Berdasarkan pasal 131
ayat (2) IS tersebut, maka hukum yang berlaku bagi orang-orang Belanda dan
orang-orang yang disamakan dengan golongan penduduk/orang Belanda di Indonesia
harus diberlakukan sama dengan hukum yang berlaku di Negeri Belanda. Jadi tidak
ada perbedaan atau diskriminasi pemberlakuan hukum antara penduduk di negara
Belanda dengan penduduk di Hindia Belanda (Indonesia).
Mengenai pembagian
golongan penduduk Hindia Belanda (saat itu) dan macam-macam hukum (perdata dan
dagang) yang berlaku untuk masing-masing golongan penduduk diatur dalam pasal
131 dan 163 Indische Staatsregeling (I.S.). Pasal 131 I.S.
berasal dari pasal 75 R.R. lama (Stb. 1855-2). RR singkatan dari Reglement
op het Beleid der Regering van Nederlands Indiedisingkat Regeringsreglemen (R.R.
= Peraturan Pemerintah). R.R. lama itu akhirnya diubah menjadi Inidische
Staatsregeling (I.S.) Stb. 1925-415 dan 416 pada tanggal 23 Juni 1925
yang mulai berlaku pada tanggal 1 Januari 1926 menurut Stb. 1925-577. Pasal 131
I.S. merupakan dasar berlakunya B.W. dan W.v.K. di Hindia Belanda. I.S.

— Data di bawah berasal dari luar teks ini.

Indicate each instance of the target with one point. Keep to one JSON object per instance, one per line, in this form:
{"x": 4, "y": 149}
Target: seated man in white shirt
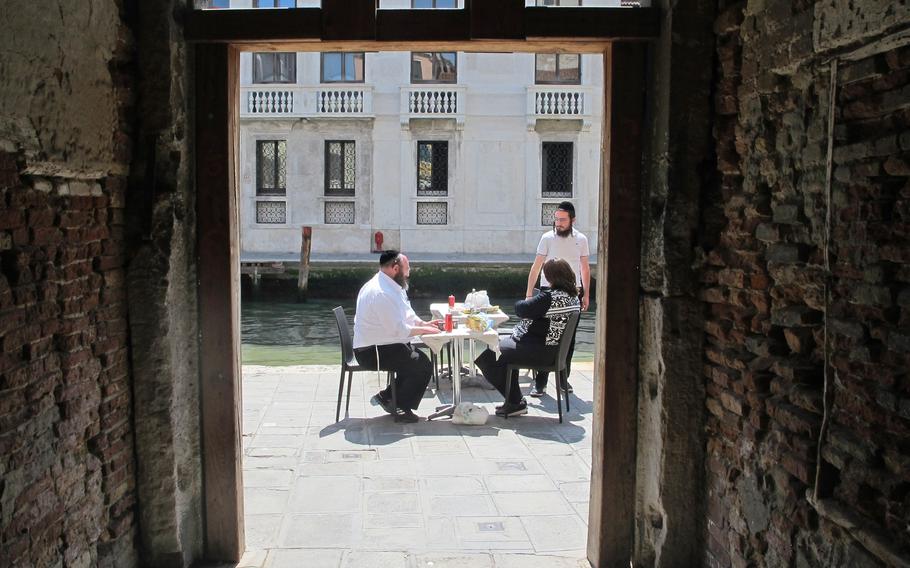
{"x": 383, "y": 326}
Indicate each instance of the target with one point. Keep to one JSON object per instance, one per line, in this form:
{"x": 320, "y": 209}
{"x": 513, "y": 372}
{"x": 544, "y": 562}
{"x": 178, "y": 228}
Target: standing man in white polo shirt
{"x": 571, "y": 245}
{"x": 383, "y": 326}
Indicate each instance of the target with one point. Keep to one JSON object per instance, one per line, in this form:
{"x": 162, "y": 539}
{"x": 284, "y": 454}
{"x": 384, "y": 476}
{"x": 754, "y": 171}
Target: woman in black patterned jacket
{"x": 535, "y": 340}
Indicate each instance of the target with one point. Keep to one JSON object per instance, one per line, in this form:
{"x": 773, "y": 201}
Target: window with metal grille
{"x": 432, "y": 168}
{"x": 557, "y": 169}
{"x": 271, "y": 212}
{"x": 547, "y": 210}
{"x": 338, "y": 67}
{"x": 557, "y": 69}
{"x": 434, "y": 67}
{"x": 271, "y": 167}
{"x": 432, "y": 213}
{"x": 271, "y": 67}
{"x": 339, "y": 212}
{"x": 340, "y": 170}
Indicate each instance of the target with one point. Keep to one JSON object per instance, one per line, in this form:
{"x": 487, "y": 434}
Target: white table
{"x": 458, "y": 316}
{"x": 437, "y": 341}
{"x": 441, "y": 309}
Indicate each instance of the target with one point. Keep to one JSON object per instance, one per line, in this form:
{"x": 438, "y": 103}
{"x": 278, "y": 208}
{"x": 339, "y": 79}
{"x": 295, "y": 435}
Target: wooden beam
{"x": 612, "y": 505}
{"x": 217, "y": 70}
{"x": 358, "y": 20}
{"x": 561, "y": 45}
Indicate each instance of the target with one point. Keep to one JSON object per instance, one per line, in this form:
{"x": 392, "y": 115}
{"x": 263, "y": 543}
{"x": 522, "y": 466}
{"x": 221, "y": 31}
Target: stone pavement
{"x": 367, "y": 492}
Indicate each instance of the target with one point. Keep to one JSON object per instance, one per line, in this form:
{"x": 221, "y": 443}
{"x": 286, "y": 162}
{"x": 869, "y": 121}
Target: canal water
{"x": 279, "y": 332}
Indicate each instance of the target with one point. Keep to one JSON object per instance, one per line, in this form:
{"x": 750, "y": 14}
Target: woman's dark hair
{"x": 560, "y": 275}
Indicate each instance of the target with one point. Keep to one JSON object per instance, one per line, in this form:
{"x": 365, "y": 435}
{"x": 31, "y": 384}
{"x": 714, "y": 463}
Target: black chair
{"x": 558, "y": 368}
{"x": 349, "y": 363}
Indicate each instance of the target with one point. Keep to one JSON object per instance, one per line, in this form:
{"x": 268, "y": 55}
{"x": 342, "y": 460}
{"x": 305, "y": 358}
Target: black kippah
{"x": 388, "y": 257}
{"x": 567, "y": 207}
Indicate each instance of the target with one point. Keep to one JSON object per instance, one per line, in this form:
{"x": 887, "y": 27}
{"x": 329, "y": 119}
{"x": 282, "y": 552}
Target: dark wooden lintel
{"x": 358, "y": 20}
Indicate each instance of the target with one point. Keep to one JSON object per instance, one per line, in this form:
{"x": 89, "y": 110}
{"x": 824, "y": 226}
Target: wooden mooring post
{"x": 303, "y": 274}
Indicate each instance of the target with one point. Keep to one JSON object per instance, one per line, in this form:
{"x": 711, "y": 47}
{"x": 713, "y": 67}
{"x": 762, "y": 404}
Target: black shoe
{"x": 406, "y": 415}
{"x": 379, "y": 400}
{"x": 510, "y": 409}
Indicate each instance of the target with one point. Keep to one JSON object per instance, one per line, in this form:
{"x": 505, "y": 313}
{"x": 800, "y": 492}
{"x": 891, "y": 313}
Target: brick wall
{"x": 764, "y": 285}
{"x": 67, "y": 465}
{"x": 65, "y": 432}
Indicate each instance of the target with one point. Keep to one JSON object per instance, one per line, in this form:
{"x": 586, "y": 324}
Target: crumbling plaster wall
{"x": 805, "y": 280}
{"x": 163, "y": 293}
{"x": 99, "y": 402}
{"x": 671, "y": 395}
{"x": 67, "y": 468}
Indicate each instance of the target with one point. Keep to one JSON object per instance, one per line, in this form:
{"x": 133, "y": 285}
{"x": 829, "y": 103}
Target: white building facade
{"x": 454, "y": 153}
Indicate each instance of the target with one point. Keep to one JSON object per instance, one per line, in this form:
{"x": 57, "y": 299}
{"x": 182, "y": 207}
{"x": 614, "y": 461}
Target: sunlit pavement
{"x": 367, "y": 492}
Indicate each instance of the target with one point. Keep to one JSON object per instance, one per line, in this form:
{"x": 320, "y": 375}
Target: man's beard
{"x": 563, "y": 233}
{"x": 401, "y": 280}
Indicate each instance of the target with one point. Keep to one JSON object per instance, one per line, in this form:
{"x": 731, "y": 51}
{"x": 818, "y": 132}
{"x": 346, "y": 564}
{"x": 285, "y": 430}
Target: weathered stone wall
{"x": 669, "y": 481}
{"x": 781, "y": 283}
{"x": 162, "y": 293}
{"x": 67, "y": 468}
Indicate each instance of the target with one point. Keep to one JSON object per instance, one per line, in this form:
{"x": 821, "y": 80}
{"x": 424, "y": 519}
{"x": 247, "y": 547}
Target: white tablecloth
{"x": 440, "y": 311}
{"x": 436, "y": 341}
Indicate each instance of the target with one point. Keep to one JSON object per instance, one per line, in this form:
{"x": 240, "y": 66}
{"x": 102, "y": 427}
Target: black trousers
{"x": 412, "y": 370}
{"x": 494, "y": 370}
{"x": 542, "y": 378}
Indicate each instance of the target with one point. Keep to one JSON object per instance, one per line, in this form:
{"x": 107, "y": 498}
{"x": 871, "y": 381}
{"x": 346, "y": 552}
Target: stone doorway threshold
{"x": 367, "y": 492}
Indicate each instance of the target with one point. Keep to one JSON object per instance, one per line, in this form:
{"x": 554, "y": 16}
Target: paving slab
{"x": 297, "y": 558}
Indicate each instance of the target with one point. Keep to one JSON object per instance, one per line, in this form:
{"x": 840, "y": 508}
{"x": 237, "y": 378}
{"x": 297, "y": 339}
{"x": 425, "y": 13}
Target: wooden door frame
{"x": 219, "y": 38}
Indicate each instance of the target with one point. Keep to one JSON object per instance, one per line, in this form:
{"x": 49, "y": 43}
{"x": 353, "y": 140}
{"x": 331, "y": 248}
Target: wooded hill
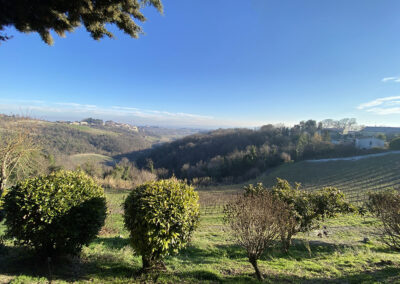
{"x": 59, "y": 138}
{"x": 236, "y": 155}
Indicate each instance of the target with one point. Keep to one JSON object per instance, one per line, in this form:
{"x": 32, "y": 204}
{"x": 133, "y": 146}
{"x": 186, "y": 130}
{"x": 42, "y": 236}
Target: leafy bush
{"x": 160, "y": 217}
{"x": 306, "y": 208}
{"x": 395, "y": 144}
{"x": 55, "y": 214}
{"x": 386, "y": 206}
{"x": 255, "y": 221}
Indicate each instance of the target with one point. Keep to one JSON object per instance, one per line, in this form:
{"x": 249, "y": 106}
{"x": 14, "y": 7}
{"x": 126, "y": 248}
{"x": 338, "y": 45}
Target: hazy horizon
{"x": 266, "y": 62}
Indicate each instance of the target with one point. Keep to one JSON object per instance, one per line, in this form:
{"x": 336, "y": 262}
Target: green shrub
{"x": 160, "y": 217}
{"x": 55, "y": 214}
{"x": 395, "y": 144}
{"x": 386, "y": 207}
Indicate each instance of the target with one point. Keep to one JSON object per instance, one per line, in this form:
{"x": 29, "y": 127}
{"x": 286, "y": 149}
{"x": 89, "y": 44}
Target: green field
{"x": 212, "y": 257}
{"x": 80, "y": 159}
{"x": 354, "y": 177}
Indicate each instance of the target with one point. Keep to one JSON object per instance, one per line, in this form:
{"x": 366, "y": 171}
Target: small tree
{"x": 16, "y": 155}
{"x": 160, "y": 217}
{"x": 55, "y": 214}
{"x": 305, "y": 208}
{"x": 386, "y": 206}
{"x": 255, "y": 221}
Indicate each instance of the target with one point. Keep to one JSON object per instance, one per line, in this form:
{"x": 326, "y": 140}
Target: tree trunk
{"x": 253, "y": 261}
{"x": 150, "y": 264}
{"x": 286, "y": 243}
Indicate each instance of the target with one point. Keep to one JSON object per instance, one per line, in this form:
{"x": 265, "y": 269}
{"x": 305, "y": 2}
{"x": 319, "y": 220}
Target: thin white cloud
{"x": 391, "y": 79}
{"x": 382, "y": 106}
{"x": 76, "y": 111}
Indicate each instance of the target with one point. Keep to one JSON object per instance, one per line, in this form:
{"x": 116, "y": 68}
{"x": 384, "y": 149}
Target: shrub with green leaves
{"x": 395, "y": 144}
{"x": 55, "y": 214}
{"x": 160, "y": 217}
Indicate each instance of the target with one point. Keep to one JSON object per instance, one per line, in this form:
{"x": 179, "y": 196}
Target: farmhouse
{"x": 369, "y": 143}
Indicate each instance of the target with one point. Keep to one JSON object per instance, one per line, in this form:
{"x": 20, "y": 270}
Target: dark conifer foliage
{"x": 62, "y": 16}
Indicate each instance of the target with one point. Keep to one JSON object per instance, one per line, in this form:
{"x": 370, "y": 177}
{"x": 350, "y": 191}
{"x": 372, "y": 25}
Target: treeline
{"x": 236, "y": 155}
{"x": 61, "y": 138}
{"x": 65, "y": 139}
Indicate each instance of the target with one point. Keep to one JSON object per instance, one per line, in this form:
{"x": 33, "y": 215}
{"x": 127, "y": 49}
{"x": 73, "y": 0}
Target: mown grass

merupakan pedoman politik hukum pemerintah Belanda untuk memberlakukan
hukum-hukum Belanda di Hindia Belanda.
Pasal 131 I.S. terdiri dari 6 ayat yang
menyatakan :
Ayat 1. hukum perdata, hukum dagang dan hukum
pidana begitu pula hukum acara perdata dan hukum acara pidana harus diatur
dalam bentuk undang-undangatau ordonansi;
Ayat 2 sub. a terhadap golongan Eropa harus
diberlakukan perundangundangan yang berlaku di
negara Belanda dalam bidang hukum perdata dan
hukum dagang (asas konkordansi);
Ayat 2 sub.b terhadap orang Indonesia asli
(Pribumi) dan Timur Asing, dapat diberlakukan terhadap hukum Eropa dalam bidang
hukum perdata dan hukum dagang bilamana masyarakat menghendaki;
Ayat 3 Untuk hukum acara perdata dan acara
pidana berlaku ketentuan yang sama seperti mengenai hukum pidana;
Ayat 4 Orang Indonesia asli (Pribumi) dan
Timur Asing, diperbolekan menundukkan diri (onderwerpen) kepada Hukum
Eropa baik sebagian atau keseluruhannya. Ketentuan dan akibatnya diatur dengan
undang-undang atau ordonansi.
Ayat 5 di daerah-daerah yang berlaku hukum
adat, berdasarkan pasal ini diyatakan tidak berlakunya ordonansi;
Ayat 6 hukum adat yang masih berlaku terhadap
orang Indonesia asli (Pribumi) dan Timur Asing masih tetap berlaku selama belum
diatur dalam undang-undang atau ordonansi
Pemberlakuan kembali
hukum (peraturan perundang-undangan kolonial) oleh pasal-pasal Aturan Peralihan
UUD 1945 setelah kemerdekaan 17 Agustus 1945, tidak adapat dikatakan bahwa tata
hukum Indonesia merupakan kelanjutan dari tata hukum kolonial Belanda atau
Jepang. Pemberlakuan peraturan perundang-undangan kolonial dimaksudkan bersifat
sementara untuk menghindari terjadinya kekosongan hukum selama tidak
bertentangan dengan jiwa dan semangat Proklamasi 17 Agustus 1945 yang
berUndang-Undang Dasar 1945.
Berlakunya kembali UUD
1945 termasuk Pasal II Aturan Peralihannya menimbulkan permasalahan dalam
pemberlakuan hukum (peraturan perundang-undangan). Permasalahannya adalah :
Apakah peraturan perundang-undangan yang dibuat atau diberlakukan atau hasil
produk UUD RIS 1949 dan UUDS 1950, masih berlaku berdasarkan Pasal II Aturan
Peralihan UUD 1945 (hasil Dekrit Presiden 5 Juli 1959).
Dalam perkembanganya
kerangka pengembangan hukum yang lebih besar tertuang dalam Ketetapan MPR No.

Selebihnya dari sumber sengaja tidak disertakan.